Por Marlon J. G. Jiménez R.
Recuerdo la sensación de ansiedad y desesperanza que me carcomía hasta el hueso, incontenible. Me hacía erizar hasta los vellos de la nuca y me aprisionaba el estómago contra las costillas dando la sensación de un ataque de asma. Tan solo pensar en eso, en tener que bajar al oscuro sótano de la casa, me producía intranquilidad si era de día e insomnio si era de noche.
Cualquier cosa relacionada me llenaba de terror. En ocasiones mi madre me hacía bajar, pues estaba el piloto que controlaba el gas y el agua caliente y también la lavadora. Era imposible evitar el descender a la oscuridad, al menos una vez a la semana.

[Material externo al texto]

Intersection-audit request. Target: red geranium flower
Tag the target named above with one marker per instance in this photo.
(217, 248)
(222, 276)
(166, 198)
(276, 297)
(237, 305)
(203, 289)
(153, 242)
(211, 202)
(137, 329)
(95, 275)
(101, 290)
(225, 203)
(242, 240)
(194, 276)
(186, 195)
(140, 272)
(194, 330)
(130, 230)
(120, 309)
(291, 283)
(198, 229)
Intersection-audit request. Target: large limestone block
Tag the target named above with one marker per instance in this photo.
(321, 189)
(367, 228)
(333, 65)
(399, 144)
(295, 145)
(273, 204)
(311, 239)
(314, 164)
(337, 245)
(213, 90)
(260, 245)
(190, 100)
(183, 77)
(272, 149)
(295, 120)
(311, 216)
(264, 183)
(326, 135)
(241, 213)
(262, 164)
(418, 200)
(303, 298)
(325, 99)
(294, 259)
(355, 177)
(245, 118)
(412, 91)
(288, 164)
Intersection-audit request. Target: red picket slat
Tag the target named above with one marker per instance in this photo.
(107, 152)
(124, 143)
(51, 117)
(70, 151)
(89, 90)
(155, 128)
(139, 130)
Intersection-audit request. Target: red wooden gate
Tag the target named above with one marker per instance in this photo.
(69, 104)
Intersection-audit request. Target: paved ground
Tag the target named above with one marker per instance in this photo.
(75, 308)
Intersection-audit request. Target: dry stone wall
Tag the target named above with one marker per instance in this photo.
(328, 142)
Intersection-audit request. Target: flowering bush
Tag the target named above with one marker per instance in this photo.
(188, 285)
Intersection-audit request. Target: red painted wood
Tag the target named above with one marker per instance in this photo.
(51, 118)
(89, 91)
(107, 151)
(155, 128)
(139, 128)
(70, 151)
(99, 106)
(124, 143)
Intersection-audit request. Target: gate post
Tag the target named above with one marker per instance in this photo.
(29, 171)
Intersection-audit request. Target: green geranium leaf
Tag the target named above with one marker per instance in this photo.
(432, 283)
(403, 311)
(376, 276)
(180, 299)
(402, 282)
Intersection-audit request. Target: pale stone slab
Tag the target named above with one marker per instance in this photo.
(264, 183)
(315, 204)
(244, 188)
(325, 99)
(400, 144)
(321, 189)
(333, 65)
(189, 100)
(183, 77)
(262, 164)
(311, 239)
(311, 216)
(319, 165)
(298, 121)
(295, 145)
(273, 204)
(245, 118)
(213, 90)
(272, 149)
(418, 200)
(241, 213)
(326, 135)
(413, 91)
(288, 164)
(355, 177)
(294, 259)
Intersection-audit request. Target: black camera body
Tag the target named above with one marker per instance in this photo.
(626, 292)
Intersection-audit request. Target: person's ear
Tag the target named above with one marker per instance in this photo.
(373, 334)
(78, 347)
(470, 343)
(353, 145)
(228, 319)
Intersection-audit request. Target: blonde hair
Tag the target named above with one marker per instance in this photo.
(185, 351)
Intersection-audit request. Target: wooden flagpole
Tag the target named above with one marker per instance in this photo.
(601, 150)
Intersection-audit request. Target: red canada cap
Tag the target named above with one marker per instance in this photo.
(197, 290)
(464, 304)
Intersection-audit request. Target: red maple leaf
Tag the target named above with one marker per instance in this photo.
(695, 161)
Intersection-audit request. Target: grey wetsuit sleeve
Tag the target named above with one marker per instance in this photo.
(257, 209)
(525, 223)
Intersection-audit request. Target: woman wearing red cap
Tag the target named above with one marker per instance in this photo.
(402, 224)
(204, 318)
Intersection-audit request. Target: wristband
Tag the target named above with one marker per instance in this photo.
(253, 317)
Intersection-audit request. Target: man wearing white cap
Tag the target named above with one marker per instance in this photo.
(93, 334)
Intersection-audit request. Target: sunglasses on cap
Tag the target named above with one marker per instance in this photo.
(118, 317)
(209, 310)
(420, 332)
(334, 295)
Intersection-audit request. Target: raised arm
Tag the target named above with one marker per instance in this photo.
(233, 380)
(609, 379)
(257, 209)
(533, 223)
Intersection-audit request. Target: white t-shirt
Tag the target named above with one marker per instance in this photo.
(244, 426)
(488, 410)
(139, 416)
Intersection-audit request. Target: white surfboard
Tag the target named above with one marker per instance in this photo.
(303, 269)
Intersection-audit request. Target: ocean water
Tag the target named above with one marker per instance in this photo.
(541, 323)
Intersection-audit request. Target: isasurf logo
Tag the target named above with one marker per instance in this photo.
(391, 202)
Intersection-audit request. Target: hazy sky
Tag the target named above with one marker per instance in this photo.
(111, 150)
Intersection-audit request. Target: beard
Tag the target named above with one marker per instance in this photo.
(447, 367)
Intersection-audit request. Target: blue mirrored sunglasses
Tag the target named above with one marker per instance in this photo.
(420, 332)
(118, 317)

Mi mente se llenaba de fantasmas y espectros detrás de cada esquina, que producían el chirrido de las escaleras, que hacían chasquear la bombilla de luz, que aullaban aprovechando el disimulo de sus rugidos con los ruidos del armatoste donde lavaba la ropa. Concentrarme en la oscuridad hacía que mi piel se volviera sensible a las ocasionales corrientes de aire que entraban por las diminutas ventanas que comunicaban con el exterior, creyendo que eran roces demoníacos intentando tomarme por los tobillos desde los escalones al bajar.
Siempre quise luchar contra ese miedo, pero la valentía no duraba más que dos escalones. A veces, para alentar mi intrepidez, arrojaba pelotas u otro juguete al vacío, luego de un profundo respirar, bajaba a gran velocidad; tomaba el objeto con los ojos cerrados y salía despavorido hacia las escaleras.
Mi madre callada veía, disimulaba su sonrisita al verme morirme del miedo cada vez que me enviaba al sótano a buscar algo. Ella se divertía.
Yo apenas contaba ocho años; hasta los catorce dejé de temerle a la oscuridad y descubrí que había miedos peores, que no necesitaban de la oscuridad para aterrorizarme.